Halifax -- Religious leaders appealed to the Nova Scotia government yesterday to ban VLTs in the province, adding their influential voices to an anti-gambling movement gathering strength across the country.
The Interfaith Council -- made up of Roman Catholic priests, Anglican bishops, Islamic leaders, Jewish rabbis and others -- said it is seeing more of its congregants lose homes, families, jobs and sometimes their lives because of addictions to the machines.
The leaders urged the provincial Tories to eliminate all of the 3,200 government-owned video lottery terminals and boost support for people dealing with gambling addiction.
If you're going to subscribe to the concept of gambling being an addiction, an obsessive behavioural disorder (and I can buy that, being more than a bit obsessive-compulsive myself), then removing one means of fulfilling the compulsion will have little to no effect.

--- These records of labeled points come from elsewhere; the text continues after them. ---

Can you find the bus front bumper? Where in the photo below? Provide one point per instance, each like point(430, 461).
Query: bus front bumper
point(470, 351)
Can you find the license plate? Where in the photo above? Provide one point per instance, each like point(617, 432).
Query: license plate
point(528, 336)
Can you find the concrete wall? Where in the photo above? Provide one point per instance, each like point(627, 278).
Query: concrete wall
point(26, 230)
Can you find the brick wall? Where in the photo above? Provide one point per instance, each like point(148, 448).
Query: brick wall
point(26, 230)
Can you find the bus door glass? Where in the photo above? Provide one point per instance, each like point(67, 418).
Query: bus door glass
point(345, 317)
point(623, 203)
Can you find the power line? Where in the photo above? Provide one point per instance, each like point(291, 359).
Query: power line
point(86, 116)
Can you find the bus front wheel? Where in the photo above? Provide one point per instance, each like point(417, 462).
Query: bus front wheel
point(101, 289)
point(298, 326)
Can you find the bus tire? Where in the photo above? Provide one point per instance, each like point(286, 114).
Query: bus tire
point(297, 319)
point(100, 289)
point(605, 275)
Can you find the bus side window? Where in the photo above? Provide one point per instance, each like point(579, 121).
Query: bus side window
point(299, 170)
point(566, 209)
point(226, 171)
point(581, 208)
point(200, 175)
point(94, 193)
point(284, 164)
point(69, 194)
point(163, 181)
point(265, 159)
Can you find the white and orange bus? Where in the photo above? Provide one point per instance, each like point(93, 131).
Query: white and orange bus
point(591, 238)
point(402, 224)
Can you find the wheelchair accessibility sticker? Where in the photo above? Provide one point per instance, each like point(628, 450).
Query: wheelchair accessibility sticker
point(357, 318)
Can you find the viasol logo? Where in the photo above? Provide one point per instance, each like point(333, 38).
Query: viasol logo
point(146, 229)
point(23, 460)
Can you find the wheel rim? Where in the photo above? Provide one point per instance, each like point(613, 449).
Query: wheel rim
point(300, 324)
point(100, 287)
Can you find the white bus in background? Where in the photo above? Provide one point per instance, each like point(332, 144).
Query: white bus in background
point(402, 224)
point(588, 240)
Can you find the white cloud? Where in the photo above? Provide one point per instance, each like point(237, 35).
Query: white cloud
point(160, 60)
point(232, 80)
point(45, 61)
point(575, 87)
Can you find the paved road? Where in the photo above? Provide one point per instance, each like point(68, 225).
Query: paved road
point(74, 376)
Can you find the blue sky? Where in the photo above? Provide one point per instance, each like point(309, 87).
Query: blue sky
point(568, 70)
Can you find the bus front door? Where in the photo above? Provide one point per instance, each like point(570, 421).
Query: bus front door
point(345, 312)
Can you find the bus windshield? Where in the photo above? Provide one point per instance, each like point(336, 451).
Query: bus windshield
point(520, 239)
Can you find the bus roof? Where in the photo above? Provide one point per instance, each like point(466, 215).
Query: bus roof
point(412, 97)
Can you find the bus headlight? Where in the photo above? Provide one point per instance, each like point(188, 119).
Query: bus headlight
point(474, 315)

Those who genuinely feel as though they need to gamble will find a fix elsewhere, whether online, with lottery tickets, or the like; the result is that a ban punishes only those who - for whatever reason, foolish though it might be - don't
have a gambling problem, but only want to play the machines for occasional entertainment. If the psychological tendency towards gambling addiction was universal or even widespread, this might be justifiable; as it's not, an outright ban seems like unnecessary infringement on the free action of those otherwise unaffected. The Interfaith Council would do better to emphasize the potential hazards of gambling directly to their congregations, rather than demanding the nanny state step in.